私は、毎日同じものを食べるということができないタイプで、本も、一番嫌いなのが「同じネタの使い回し」
だから、冒頭「また、負け犬駄目男モノか!!!」と思ったのだが、なぜかゴードンだと許せてしまうのだ。たぶん、ゴードン自身を彷彿とさせる彼の憎めない主人公が好きなんだと思う。


dancing girlさて、本書の主人公サムも『二流小説家』 のハリー同様、N.Y.の一流大学を出たものの、燻った生活を送っている。
自称は小説家だが、実際は古本屋で働いて生計を立てており、今取りかかっている小説『会陰』(どんな内容なんだか?!)もいつ仕上がるともしれず、さりとて発表の予定もない。
この10年で物書きとして稼いだ金はわずか10ドル。その頼みの綱の古本屋も潰れてしまい、失業の憂き目にあってしまうのだった。さらに追い打ちをかけるように、最愛の妻ララからも「このままじゃ、あなたは変わらない」と言われ、出て行かれてしまった。
次の夫婦セラピーの日までに、なんとしても仕事を見つけなければならない。職探しに奔走するサムだが、およそビジネススキルとは縁遠い文学と芸術の知識にしか誇れるものはなかった。
そんなサムは、就職支援サイトから私立探偵の助手の口を紹介される。面接に出かけたサムを待っていたのは、超がつく肥満体の自称私立探偵のロンスキーだった。彼には、太り過ぎの他にも自ら調査ができない重大な理由がありそうだった。その場で採用されたサムは、便宜上ロンスキーが"ミステリガール”と呼ぶ女性の監視を命じられる。胸と腰が豊満で、小柄な体型にココア色の肌をした"ミステリガール”は、心なしかララと重なった。
その女を追ってサンフランシスコ近くのビーチに着いたサムだったが、そこで彼女は謎の死を遂げてしまう。ホテルのバルコニーの手すりから身を投げたのだ。サムを誘惑し、一夜を過ごした後の一瞬の出来事だった。
実は彼女はロンスキーの片思いの相手だったのだった。彼女の本当の名はモナ・ノートで、今は亡き高名な映画監督の妻だった。ロンスキーが言うには、彼女は高所恐怖症でバルコニーに足を踏み入れることすらできないはずだったという。そして、サムに「私の愛する女を殺した犯人を見つけ出すのだ!」と命じるのだが…

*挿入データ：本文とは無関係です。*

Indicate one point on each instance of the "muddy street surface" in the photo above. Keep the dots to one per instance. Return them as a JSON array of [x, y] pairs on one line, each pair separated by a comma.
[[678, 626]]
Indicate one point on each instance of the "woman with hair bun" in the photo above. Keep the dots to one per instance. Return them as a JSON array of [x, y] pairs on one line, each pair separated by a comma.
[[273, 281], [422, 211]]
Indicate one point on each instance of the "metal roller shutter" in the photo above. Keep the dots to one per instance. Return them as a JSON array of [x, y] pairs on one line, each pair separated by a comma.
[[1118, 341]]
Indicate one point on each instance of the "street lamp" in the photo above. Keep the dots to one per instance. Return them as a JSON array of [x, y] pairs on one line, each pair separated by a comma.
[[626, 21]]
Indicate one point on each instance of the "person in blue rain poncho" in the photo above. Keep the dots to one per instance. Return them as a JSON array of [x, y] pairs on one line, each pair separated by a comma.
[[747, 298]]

The Big Lebowski本書のテーマは、扉で捧げられたゴードンの「ぼくを惑わせた女たちへ」という一言に凝縮されている。
こ〜れ、結構なものなんじゃないの?(笑)
ゴードンってば、実は女たらしなんじゃないのぉ?


その実、かなりなエロ路線でもあるのだ。が、このエロさも、不条理も、悲哀もコメディに溶け込んでいる。
やや冗長すぎるきらいもある映画や文学オタクぶりは、やっぱりそういうところがゴードンなのだ。これらの蘊蓄を随所に差し挟みながらも、物語は意外な方向へ突き進んでいく。
キーとなるのはもちろん、"ミステリガール"、モナの正体。長い旅路の果てに明かされるこの真相を、やっぱりねと思うか、意外だと思うか。

超肥満体だが頭脳明晰の私立探偵のロンスキーをはじめとして、ロンスキーの母親と家政婦、サムの親友ともいえるレンタルDVD店の店長にして希代の映画オタクのマルコなど脇役も個性的で楽しめる。

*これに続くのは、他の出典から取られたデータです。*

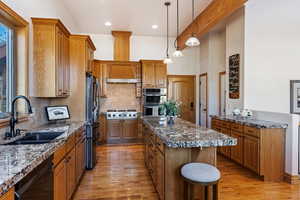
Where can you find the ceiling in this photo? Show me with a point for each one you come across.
(137, 16)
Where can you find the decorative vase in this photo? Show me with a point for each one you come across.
(171, 120)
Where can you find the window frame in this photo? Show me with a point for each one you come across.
(20, 28)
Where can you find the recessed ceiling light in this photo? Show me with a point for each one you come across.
(155, 26)
(107, 24)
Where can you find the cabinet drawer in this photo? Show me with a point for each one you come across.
(251, 131)
(237, 127)
(71, 142)
(59, 154)
(160, 145)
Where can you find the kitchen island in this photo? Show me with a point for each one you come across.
(168, 147)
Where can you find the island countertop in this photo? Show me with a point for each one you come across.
(17, 161)
(184, 134)
(250, 121)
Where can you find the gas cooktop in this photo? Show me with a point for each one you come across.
(121, 114)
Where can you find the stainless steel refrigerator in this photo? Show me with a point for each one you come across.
(92, 116)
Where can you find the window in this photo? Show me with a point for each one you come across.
(6, 68)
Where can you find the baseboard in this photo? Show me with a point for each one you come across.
(291, 179)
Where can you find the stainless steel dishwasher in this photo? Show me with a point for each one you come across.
(38, 184)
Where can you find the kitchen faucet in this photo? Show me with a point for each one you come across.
(13, 118)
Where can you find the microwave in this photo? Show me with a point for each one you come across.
(153, 111)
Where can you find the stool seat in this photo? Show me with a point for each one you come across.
(200, 173)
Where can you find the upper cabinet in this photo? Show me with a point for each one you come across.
(51, 67)
(154, 74)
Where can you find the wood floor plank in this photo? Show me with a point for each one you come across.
(121, 175)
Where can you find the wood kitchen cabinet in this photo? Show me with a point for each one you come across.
(51, 65)
(60, 181)
(258, 149)
(251, 153)
(154, 74)
(10, 195)
(69, 166)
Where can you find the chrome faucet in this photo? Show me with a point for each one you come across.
(13, 118)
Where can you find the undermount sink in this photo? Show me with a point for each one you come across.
(36, 138)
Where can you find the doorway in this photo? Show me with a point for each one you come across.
(203, 100)
(181, 88)
(222, 93)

『二流小説家』 は本国よりも日本で大受けして上川隆也主演!!!で舞台にもなったが、これこそ映画向きのホンなのじゃないだろうか。
『二流小説家』 のハリーも本書の駄目男サムも、背後にゴードンその人をみるように描かれていて、読み手に深く共感させるが、これこそがゴードンという作家の持ち味というか武器なんだろうな、と思う。
また作中、コーエン兄弟の『ビッグ・リボウスキ [DVD]』のデュードを主人公サムは自分に重ねているが、読者も、知らずサムに自分をみる。この同一視ができるかどうかで、本書が面白いか否かは決まるのじゃないだろうか。

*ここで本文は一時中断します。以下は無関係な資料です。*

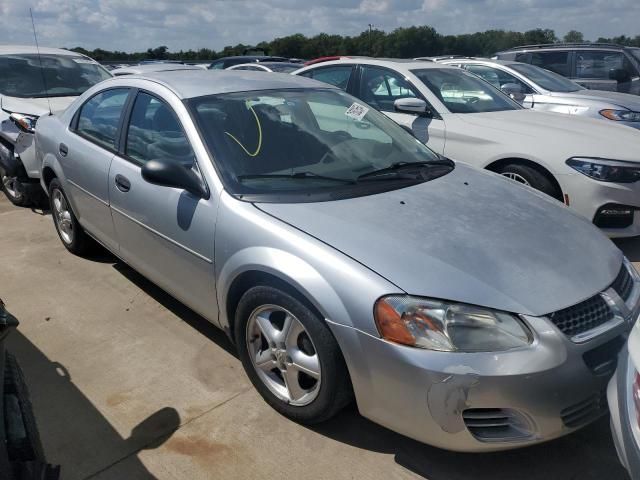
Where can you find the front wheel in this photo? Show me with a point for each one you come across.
(531, 177)
(13, 189)
(290, 356)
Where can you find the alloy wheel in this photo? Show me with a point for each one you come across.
(62, 215)
(283, 355)
(516, 177)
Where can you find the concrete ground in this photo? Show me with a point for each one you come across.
(129, 384)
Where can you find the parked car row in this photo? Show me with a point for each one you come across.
(321, 224)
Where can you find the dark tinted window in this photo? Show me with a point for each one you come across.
(555, 61)
(380, 87)
(597, 64)
(155, 132)
(497, 77)
(100, 116)
(337, 75)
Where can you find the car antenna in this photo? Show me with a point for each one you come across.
(44, 80)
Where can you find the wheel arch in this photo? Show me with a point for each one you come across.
(497, 166)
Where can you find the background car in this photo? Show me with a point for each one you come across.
(349, 260)
(280, 67)
(542, 89)
(592, 166)
(32, 85)
(151, 67)
(624, 402)
(226, 62)
(597, 66)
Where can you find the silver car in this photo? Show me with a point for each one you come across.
(343, 257)
(542, 89)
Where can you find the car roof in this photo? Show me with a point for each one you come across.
(151, 67)
(31, 49)
(198, 82)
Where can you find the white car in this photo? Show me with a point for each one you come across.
(542, 89)
(590, 165)
(33, 85)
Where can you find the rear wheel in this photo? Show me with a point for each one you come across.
(531, 177)
(290, 356)
(69, 230)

ところで『ビッグ・リボウスキ』をご存知ない方のために少し捕捉しておくと、この映画はコーエン兄弟監督によるコメディである。
コーエン兄弟といえばすぐさま陰鬱な作品を想像するだろうが、これはそれらとは毛色が異なる軽妙な作品なのだ。まさしく「喜劇だけが醸し出すことのできる悲哀に満ちた作品」であり、それは本書にも当てはまる

この『ビッグ・リボウスキ』のWikiに、「主人公が不可解な事件に巻き込まれ、怪しげな人物たちと出会い、事件の真相を探るという映画の基本的な構造は、チャンドラー作品と相似している」という解説があるのだが、なるほど!なのである。
この基本構造はなにもチャンドラーの専売特許というわけではなく、エンタメの黄金比のようなものなのだ。
しかし、昨今のミステリ作家というのは奇をてらい構造を変えたがる。そして、バランスを崩してしまう。
しかしゴードンはこれに忠実なのだ。
私が彼の作品を好きなのは、そのせいもあるかもしれないなぁと思ったのだった。



ミステリガール (ハヤカワ・ポケット・ミステリ)
デイヴィッド・ゴードン (著), 青木千鶴 (翻訳)
早川書房 (2013/6/5)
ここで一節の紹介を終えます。